Sumber tenaga listrik satu-satunya berasal dari perusahaan
listrik milik pemerintah (ESCOM). Untuk bisa meminta ESCOM mengaliri listrik ke
rumah di kampung William, diperlukan perjalanan sejauh 100 kilometer dengan
menumpang mobil bak terbuka ke ibu kota Lilongwe. Setelah membayar ribuan
Kwacha (mata uang Malawi), beberapa formulir harus diisi. Formulir ini harus
mencantumkan peta menuju rumah tempat listrik akan disambung supaya
petugas ESCOM tidak tersesat. Orang yang meminta pemasangan listrik pun masih
harus membayar biaya kabel dan tiang listrik. Tidak hanya itu, sang pelanggan
harus siap dengan pemadaman listrik yang biasanya dilakukan pemerintah pada
malam hari (halaman 117). Susahnya akses listrik inilah yang membuat mayoritas
warga Malawi menghentikan aktivitas ketika matahari sudah terbenam.

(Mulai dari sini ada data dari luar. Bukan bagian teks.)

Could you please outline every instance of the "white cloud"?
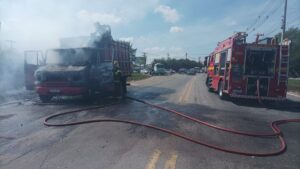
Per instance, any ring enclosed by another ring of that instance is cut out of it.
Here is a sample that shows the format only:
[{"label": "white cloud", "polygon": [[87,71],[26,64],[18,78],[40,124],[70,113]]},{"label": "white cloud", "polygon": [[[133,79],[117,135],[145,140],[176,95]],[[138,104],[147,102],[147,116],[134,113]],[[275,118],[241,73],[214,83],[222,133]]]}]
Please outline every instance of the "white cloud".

Berangkat dari situ, William memulai serangkaian eksperimen
yang ia pelajari dari buku Using Energy. Salah satunya membuat
pembangkit listrik tenaga angin. Untuk itu, tentu ia harus membuat kincir angin
terlebih dahulu. Setiap hari ia pergi ke tempat pembuangan sampah untuk mencari
rongsokan yang bisa dimanfaatkan sebagai bahan pembuat kincir. Ia memperoleh
kabel bekas, kipas, pipa PVC, baterai radio, sampai rantai sepeda yang semuanya
dirakit di dalam kamarnya.
Upaya ini bukan tanpa hambatan. Ketika ia sedang mencari
rongsokan, anak-anak sekolah mengejeknya dengan sebutan misala, orang
gila. Tetangga-tetangga pun menganggap bahwa ia sudah terlalu frustasi karena
kelaparan. Ibunya pun bahkan marah-marah karena peralatan masak di dapur selalu
hilang digunakan untuk eksperimen William. William tak mendengarkan itu semua.

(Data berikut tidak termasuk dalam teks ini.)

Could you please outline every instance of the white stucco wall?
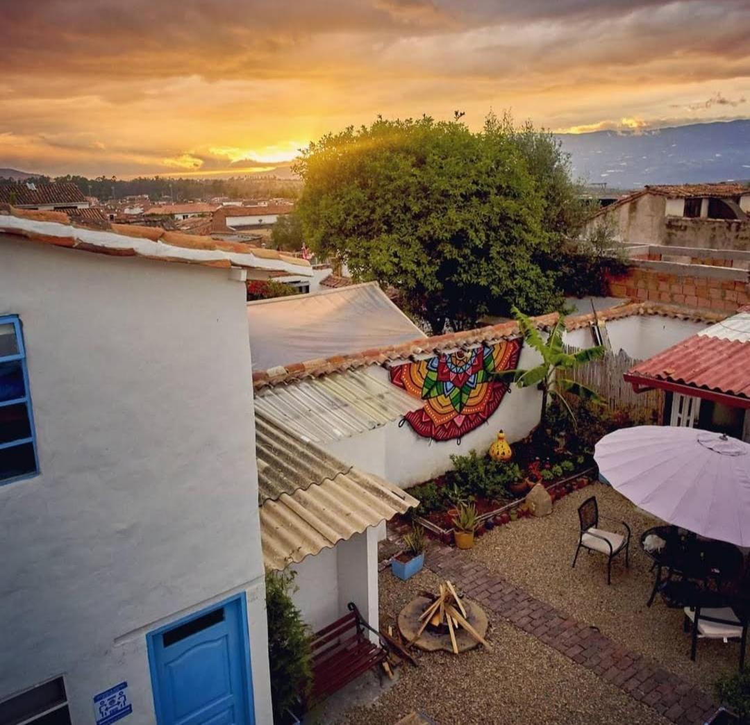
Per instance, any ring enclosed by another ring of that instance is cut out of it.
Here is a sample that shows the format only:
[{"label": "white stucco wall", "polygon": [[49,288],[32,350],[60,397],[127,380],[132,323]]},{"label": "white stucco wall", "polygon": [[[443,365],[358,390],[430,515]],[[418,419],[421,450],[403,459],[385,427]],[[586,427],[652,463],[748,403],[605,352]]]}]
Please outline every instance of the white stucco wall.
[{"label": "white stucco wall", "polygon": [[240,226],[260,226],[265,224],[275,224],[278,220],[278,214],[264,214],[260,216],[227,217],[226,226],[232,229]]},{"label": "white stucco wall", "polygon": [[[536,352],[524,346],[518,366],[533,367],[538,359]],[[388,371],[384,368],[373,370],[388,380]],[[415,410],[419,404],[415,398]],[[524,438],[538,423],[541,405],[542,394],[536,388],[512,385],[488,423],[464,436],[460,445],[456,440],[437,442],[422,438],[408,423],[399,427],[399,421],[394,421],[358,436],[326,443],[323,448],[346,463],[406,488],[452,468],[452,455],[466,455],[472,448],[480,453],[485,451],[500,430],[512,443]]]},{"label": "white stucco wall", "polygon": [[292,601],[314,631],[344,616],[350,601],[377,629],[377,528],[370,526],[292,567],[298,587]]},{"label": "white stucco wall", "polygon": [[664,214],[668,217],[682,217],[685,215],[684,199],[668,199],[664,206]]},{"label": "white stucco wall", "polygon": [[41,472],[0,487],[0,699],[65,676],[73,721],[129,684],[153,725],[146,633],[246,592],[270,721],[244,285],[228,271],[0,240]]},{"label": "white stucco wall", "polygon": [[[646,360],[705,330],[708,325],[659,315],[634,315],[610,319],[606,323],[613,352],[617,353],[623,349],[635,360]],[[564,339],[568,345],[574,347],[590,347],[595,344],[590,328],[566,332]]]}]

Bersama dua sahabat karib, Geoffrey dan Gilbert, proyek pembuatan kincir angin
itu terus ia kerjakan. Dibarengi dengan harapan-harapan untuk membanggakan
keluarga dan berguna bagi Malawi.
Usahanya tak sia-sia. Berbulan-bulan setelah berkutat dengan
benda-benda rongsokan, kincir angin pun berhasil dibuat. Kincir angin itu
dipasang di belakang rumahnya. Ketika anak itu hendak memanjat kincir anginnya,
tetangga-tetangga di dekat rumah berkumpul. Sambil mengejek mereka menanti
tingkah apalagi yang akan dilakukan oleh anak berusia 14 tahun tersebut. Angin
berembus kencang dan kincir pelan-pelan berputar semakin kencang. Keajaiban
terjadi! Kincir yang memutar dinamo sepeda bertegangan 12 volt ini mampu
menyalakan lampu neon yang dipasang William.

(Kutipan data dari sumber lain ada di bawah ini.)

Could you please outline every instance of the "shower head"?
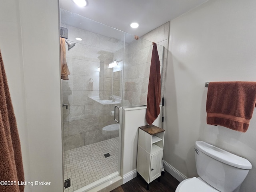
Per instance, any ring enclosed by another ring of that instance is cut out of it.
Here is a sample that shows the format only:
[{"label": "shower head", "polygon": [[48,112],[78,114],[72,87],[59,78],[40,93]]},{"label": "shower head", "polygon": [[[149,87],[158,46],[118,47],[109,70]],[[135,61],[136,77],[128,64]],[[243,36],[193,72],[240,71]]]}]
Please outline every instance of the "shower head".
[{"label": "shower head", "polygon": [[69,41],[67,41],[66,40],[65,40],[66,42],[68,44],[68,50],[69,51],[71,49],[71,48],[74,47],[75,45],[76,45],[76,43],[71,43]]}]

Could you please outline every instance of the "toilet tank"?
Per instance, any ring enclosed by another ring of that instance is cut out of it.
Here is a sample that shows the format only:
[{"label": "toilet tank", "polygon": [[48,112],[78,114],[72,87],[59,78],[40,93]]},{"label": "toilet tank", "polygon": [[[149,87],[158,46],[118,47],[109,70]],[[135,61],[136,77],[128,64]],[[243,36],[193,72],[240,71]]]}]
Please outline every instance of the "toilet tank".
[{"label": "toilet tank", "polygon": [[237,190],[252,168],[247,159],[203,141],[196,141],[194,149],[198,175],[222,192]]}]

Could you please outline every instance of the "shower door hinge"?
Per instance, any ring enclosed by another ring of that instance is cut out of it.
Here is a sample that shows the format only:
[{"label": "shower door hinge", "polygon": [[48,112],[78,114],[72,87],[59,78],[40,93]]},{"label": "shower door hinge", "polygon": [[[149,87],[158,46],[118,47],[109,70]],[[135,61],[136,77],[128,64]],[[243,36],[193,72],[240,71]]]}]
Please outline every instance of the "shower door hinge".
[{"label": "shower door hinge", "polygon": [[68,29],[64,27],[60,27],[60,37],[65,39],[68,38]]},{"label": "shower door hinge", "polygon": [[68,188],[70,186],[71,184],[70,179],[67,179],[64,182],[64,187],[65,189]]}]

Para penduduk yang tadi mengejek pun terdiam dan menjadi
saksi bahwa “kegilaan” William terbukti berhasil. Setelah eksperimen awal
tersebut berhasil menyalakan lampu neon, William kemudian mampu mengalirkan
listrik untuk menerangi rumahnya. Tetangga-tetangganya pun berdatangan sekadar
untuk menumpang men-charge telepon genggam. Tidak hanya itu, ia juga
mampu menyalakan pompa air untuk mengaliri ladangnya. Setelah itu, kabar
mengenai keberhasilan William tersebar ke seantero negeri. Ia bahkan menjadi
pembicara di beberapa konferensi internasional mengenai energi.
Buku ini, menjadi penanda sebuah kisah yang inspiratif.
Sebuah kisah tentang kerja keras yang tak kunjung habis. Kisah seorang anak
yang putus sekolah, nyaris meninggal karena kelaparan parah, namun mampu
bangkit dan menjadi pahlawan bagi keluarga dan negerinya.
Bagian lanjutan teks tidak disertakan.